The principle difference from one age to the next is the line of flimflam each falls for.
Remember that gobbledygook by George Gilder in Wired Magazine, during the last big delirium? Towards the end of the ’90s, it felt as if the moment of Rapture had arrived. Who could doubt that electronic communications, fed through the Internet like a belt of ammunition through a machine gun, were annihilating space, time and ignorance?
At last, everyone with a Yahoo account had infinite access to information. Even the lowliest assembly line worker in Guangzhou could read Shakespeare…even the humblest bellhop at the Ritz could solve Poincare’s last theorem…and even the dustiest goat-herd in the Hindu Kush could learn to make a car bomb. We were all supposed to become geniuses.
Now, a decade later, what happened to all those geniuses? One humbug gives way to another. The flimflam of this New Bubble is that only some people are super-smart…and everyone else is a moron. These new Werner von Brauns work for hedge funds, investment banks, and private equity firms. Like old Werner, their funds aim for the stars…and are likely to blow up in London.
So smart is this new brood of geniuses that they are able to spot overlooked values – right in plain view of the rest of us in the public markets. Somehow, we missed them! Private equity mavens can even pay a premium for these stocks, and still add so much value that everyone comes out ahead. At least, that is the theory. And just to show how smart they are, they’re able to do what million-dollar managers can’t – buffing up their acquisitions to such a shine that… Lo! The whole world looks upon their beauty like Antony on Cleopatra. And with similar consequences.

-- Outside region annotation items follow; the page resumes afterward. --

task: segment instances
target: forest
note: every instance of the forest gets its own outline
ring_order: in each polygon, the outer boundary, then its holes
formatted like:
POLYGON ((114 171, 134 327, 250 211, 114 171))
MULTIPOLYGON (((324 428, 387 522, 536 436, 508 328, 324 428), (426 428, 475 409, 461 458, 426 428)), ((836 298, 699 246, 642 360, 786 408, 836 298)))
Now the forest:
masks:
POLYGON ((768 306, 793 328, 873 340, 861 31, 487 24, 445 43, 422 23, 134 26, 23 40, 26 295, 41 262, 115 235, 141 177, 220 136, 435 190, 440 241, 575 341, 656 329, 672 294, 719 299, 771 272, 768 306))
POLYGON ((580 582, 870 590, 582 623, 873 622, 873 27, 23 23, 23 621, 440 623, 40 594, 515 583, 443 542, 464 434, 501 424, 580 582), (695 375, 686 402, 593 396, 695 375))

In America, no further proof of genius is needed than the evidence that comes with dollar signs in front of it. While the average person earns no more per hour than he did in the Carter Administration, the two Blackstone ( founders, Stephen Schwarzman and Pete Peterson, took home more than half of the US$4.8 billion from the recent Blackstone IPO – the biggest payday in history. Overall, no group is better paid that hedge fund managers and private equity entrepreneurs…no art auction is complete without their professional buyers…and no luxury private aircraft manufacturer could stay in business without at least a few of them.
Alas, now theory is giving way to fact, and the pretensions of the Smart Set are getting marked down faster than subprime-backed CDOs.
If you went back and looked at all the leveraged buyouts over between 1981 and 2003, according to researchers from Harvard and Stanford, you’d find that the buying firms were almost always harmed by the transaction. Last year, KKR raised US$5.1 billion from the public for a company that invests (funds) KKR deals. Despite the biggest bubble in private equity ever, the shares now sell for about 10% less than the IPO price. And over the long sweep, KKR’s track record is no better than an index-following mutual fund; it is just more highly leveraged.
A conceit of the private equity industry is that taking companies out of the public markets allows managers to focus on longer-term strategies. But on Tuesday, a Moody’s report contradicted that claim too. Private equity “does not really invest over a longer term horizon than public companies…” said the report. “They’re taking capital out over a short period of time, providing themselves with a dividend in the first three years…”
Meanwhile, according to figures from Credit Suisse Tremont, the data provider, the average hedge fund across all strategies has returned 7.86% over the year to date – almost exactly the same as the performance of the S&P 500 index.
And a recent S&P study of Absolute Return Funds – funds designed to outperform the benchmarks – showed that none of them hit their targets, after fees. The worst in the group, Baring’s Directional Global Bond fund, hoped to produce 4% over the London Inter-Bank Lending Rate, net of charges, thanks to elaborate use of derivatives. So complex were the funds’ formulae, Heisenberg himself probably would have been proud to call them his own. But despite the highest rates in the business, what the fund delivered over the last 12 months was a net loss of almost 6%. Of the 21 funds tracked by S&P, only four beat the rate of return an investor could have gotten from cash – without paying any fees at all.
Both in theory and in practice, an investor would have to be a moron to want to pay a hedge fund “2 and 20” for the privilege of getting ordinary returns (actually, many funds charge an additional 1% management fee…plus an additional 10% of performance as a commission…bringing the total to ‘3 and 30’). But a man who was looking for idiots in the investment markets of 2007 is spoiled for choice. He might as well be trying to identify the dumbest member of the British parliament or the fattest American tourist.
But the financial world, circa 2007, is full of wonders. Who could have imagined that professional investors would buy leveraged packages of mortgages made to people who lied about their incomes and were unlikely to be able to pay the money back? Or that shareholders would allow their companies to be loaded up with debt, stripped of assets, and used to pay huge “dividends” to the private equity marauders?
And now, who would have imagined that those same public shareholders would buy shares from Henry Kravis, Stephen Schwarzman, and other private equity hustlers? What do they think, that they are going to put one over on the very geniuses who made such suckers of them?